Introducing OMS Network Performance Monitor


Summary: Perform near real-time monitoring of network performance and localize network faults in Microsoft Operations Management Suite.

Hi, everyone. Abhave Sharma here, and today I want to talk about a new solution in OMS, Network Performance Monitor (NPM), that helps you perform near real-time monitoring of network performance parameters (such as packet loss and network latency) and localize network faults. It not only detects network performance issues, but it also localizes the source of the problem to a particular network segment or device to make it easy for you to locate and fix a network performance issue.

How does the solution work?

NPM uses synthetic transactions (TCP ping, which is explained later in this post) as a primary mechanism to detect and locate network performance bottlenecks. The solution detects IPv4 and IPv6 subnets that are directly connected to the machines on which the OMS agent has been installed and uploads this information to OMS.

All agents know the other agents that they should ping and note the packet retransmissions and roundtrip time that is encountered for each ping. This data is used to determine the packet loss and network link latency that is then uploaded to OMS, aggregated by the service, and presented to you on solution dashboard.

The following diagram sums up how the solution works

Diagram that shows how the solution works.

Why TCP ping

You may be wondering why we aren’t using the usual internet control message protocol (ICMP) ping instead of TCP. One reason is that routers do not give the same priority to ICMP traffic as they do to TCP packets. Consequently, ICMP-based pings might provide incorrect results in certain scenarios. Another reason is that HTTP is based on TCP. If we measure TCP performance, we get a good handle on how application response time is affected by the network.

A point to note here is that these pings use almost negligible bandwidth because only TCP control packets are exchanged and no data packets are transmitted for pings.

Monitoring model

Before we talk about the monitoring model, let me explain some of the terminology.

A node here represents the machine (VM or host) on which the NPM solution has been enabled. Connectivity between two network nodes is represented by respective node links.

All nodes that are connected to the same subnet are grouped in a subnetwork. The network connectivity between two subnets is represented by subnetwork links that are composed of one or more node links. The performance metrics that are computed for node links are aggregated to deduce the loss and latency for the subnetwork link.

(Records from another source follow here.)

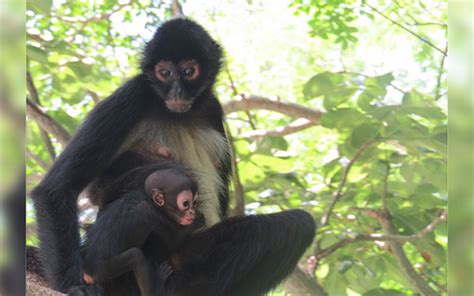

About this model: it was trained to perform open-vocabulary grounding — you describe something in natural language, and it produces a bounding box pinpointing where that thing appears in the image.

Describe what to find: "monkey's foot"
[158,261,174,280]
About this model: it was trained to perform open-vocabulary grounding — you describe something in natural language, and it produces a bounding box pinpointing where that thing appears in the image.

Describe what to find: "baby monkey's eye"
[183,68,194,77]
[160,69,171,77]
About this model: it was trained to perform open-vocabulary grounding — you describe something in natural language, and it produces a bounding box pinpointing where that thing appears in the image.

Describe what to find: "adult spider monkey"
[32,19,315,295]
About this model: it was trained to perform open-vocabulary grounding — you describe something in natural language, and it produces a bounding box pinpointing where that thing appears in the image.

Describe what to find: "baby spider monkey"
[69,162,204,296]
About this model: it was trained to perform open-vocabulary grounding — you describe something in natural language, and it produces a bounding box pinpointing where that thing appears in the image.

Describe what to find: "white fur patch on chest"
[131,121,228,226]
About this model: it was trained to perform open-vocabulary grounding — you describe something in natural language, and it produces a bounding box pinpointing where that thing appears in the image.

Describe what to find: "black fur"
[32,19,315,295]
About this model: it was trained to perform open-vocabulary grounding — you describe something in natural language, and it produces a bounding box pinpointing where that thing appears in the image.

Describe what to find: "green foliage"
[27,0,447,296]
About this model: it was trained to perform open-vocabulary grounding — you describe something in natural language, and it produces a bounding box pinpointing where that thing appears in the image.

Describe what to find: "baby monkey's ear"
[151,189,165,207]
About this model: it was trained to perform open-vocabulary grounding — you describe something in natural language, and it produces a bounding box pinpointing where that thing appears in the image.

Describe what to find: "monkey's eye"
[160,69,171,77]
[183,68,194,77]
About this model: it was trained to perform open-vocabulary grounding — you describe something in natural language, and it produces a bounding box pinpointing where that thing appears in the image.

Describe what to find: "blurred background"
[0,0,474,295]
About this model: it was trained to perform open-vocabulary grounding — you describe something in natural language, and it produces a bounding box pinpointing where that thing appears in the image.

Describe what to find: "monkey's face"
[152,188,196,225]
[154,59,202,113]
[176,190,196,225]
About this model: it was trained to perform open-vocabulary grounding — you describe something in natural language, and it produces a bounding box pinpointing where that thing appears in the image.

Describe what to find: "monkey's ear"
[151,189,165,207]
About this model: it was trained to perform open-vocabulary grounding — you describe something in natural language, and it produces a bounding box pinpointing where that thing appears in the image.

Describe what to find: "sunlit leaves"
[26,44,48,63]
[290,0,358,48]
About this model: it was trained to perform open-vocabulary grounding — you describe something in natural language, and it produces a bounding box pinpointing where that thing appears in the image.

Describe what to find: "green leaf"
[419,158,447,191]
[344,264,382,293]
[357,91,376,111]
[321,108,368,130]
[364,72,395,88]
[362,288,405,296]
[323,267,347,296]
[67,62,92,79]
[303,72,343,99]
[26,44,48,63]
[364,73,394,97]
[27,0,53,15]
[351,123,379,148]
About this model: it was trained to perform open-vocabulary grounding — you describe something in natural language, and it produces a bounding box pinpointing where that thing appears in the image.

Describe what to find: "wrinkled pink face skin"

You can group one or more subnetworks that are related to each other in logical containers called networks and give any name to these networks. The network connectivity between two networks is represented by network links that are composed of one or more subnetwork links.

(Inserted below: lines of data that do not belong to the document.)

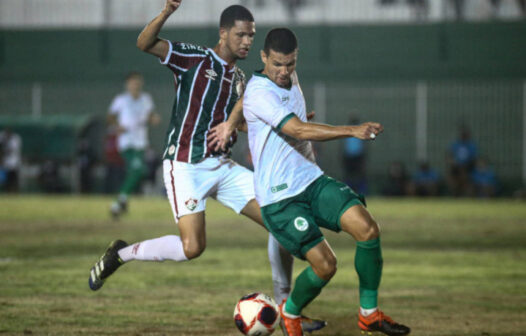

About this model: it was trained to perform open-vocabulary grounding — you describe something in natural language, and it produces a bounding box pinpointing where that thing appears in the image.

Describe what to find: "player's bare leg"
[340,205,410,336]
[241,200,327,336]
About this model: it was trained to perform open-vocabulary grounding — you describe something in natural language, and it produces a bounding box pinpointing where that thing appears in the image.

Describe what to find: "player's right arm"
[281,116,384,141]
[137,0,182,59]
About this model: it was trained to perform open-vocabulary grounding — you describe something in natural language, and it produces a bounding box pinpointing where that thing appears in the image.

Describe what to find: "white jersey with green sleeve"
[243,72,323,207]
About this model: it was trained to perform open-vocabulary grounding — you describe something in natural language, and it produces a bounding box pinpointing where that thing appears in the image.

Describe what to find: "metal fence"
[0,80,526,190]
[0,0,525,28]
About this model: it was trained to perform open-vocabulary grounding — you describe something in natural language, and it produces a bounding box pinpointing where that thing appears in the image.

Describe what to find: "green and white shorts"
[261,175,365,259]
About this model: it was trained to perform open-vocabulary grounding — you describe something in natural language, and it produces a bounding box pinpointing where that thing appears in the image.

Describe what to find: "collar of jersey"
[254,70,292,91]
[208,48,235,72]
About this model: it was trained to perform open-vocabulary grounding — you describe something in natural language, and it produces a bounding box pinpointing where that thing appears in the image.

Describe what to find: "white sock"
[119,235,188,262]
[268,233,294,304]
[360,307,378,316]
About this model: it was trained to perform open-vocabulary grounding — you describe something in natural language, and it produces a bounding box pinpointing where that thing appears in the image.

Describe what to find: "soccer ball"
[234,293,280,336]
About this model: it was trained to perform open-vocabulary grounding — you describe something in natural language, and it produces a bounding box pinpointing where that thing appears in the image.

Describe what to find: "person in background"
[383,161,409,196]
[108,72,160,219]
[409,162,440,196]
[0,128,22,192]
[470,158,497,198]
[448,126,478,196]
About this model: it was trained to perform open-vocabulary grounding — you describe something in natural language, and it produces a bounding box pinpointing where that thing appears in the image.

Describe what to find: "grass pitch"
[0,195,526,336]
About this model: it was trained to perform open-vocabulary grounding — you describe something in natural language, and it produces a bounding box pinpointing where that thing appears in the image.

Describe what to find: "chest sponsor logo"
[184,198,197,211]
[294,217,309,232]
[270,183,289,193]
[205,69,217,80]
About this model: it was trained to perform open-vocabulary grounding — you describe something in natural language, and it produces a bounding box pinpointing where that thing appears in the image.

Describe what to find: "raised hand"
[353,122,384,140]
[164,0,183,14]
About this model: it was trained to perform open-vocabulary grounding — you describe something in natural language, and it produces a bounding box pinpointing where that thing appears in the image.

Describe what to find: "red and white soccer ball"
[234,293,280,336]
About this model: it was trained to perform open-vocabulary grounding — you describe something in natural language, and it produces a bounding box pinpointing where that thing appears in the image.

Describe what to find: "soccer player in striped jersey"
[89,0,325,331]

As an illustration, the following diagram shows two networks: Network A and Network B. Network A is composed of subnetworks 10.10.1.0/24 and 10.10.2.0/24. Network B is composed of a single subnetwork 10.10.4.0/24. Subnets are in turn composed of nodes. For example, subnet 10.10.1.0/24 is composed of Nodes 10.10.1.1 and 10.10.1.2.

Diagram that shows the relationship between Network A and Network B.

Network links, subnetwork links, and node links have a hierarchical relationship. A network link is composed of one or more subnetwork links. Similarly, a subnetwork link is composed of one or more node links.

Illustration that shows the hierarchical relationship among network links, subnetwork links, and node links.

The solutions view

Solution Overview tile

After NPM is deployed and configured, you can see a quick snapshot of the network health on the OMS homepage. The solution tile shows a doughnut chart that depicts the number of healthy and unhealthy subnetwork links.

Network performance monitor tile.

Click this tile to go to the solution dashboard.

Solution dashboard

The solution dashboard provides a quick glance of what’s happening in your network. The first blade shows a summary of your network: Number of subnetworks discovered (and their network-wise distribution), network links, subnet links, and paths in the system. A path consists of the IP addresses of two agents and all the hops between them.

The Top Network Health Events blade provides a list of most recent health events in the system and the time since the event has been active. A health event is generated whenever the packet loss or latency of a network or subnetwork link crosses a threshold.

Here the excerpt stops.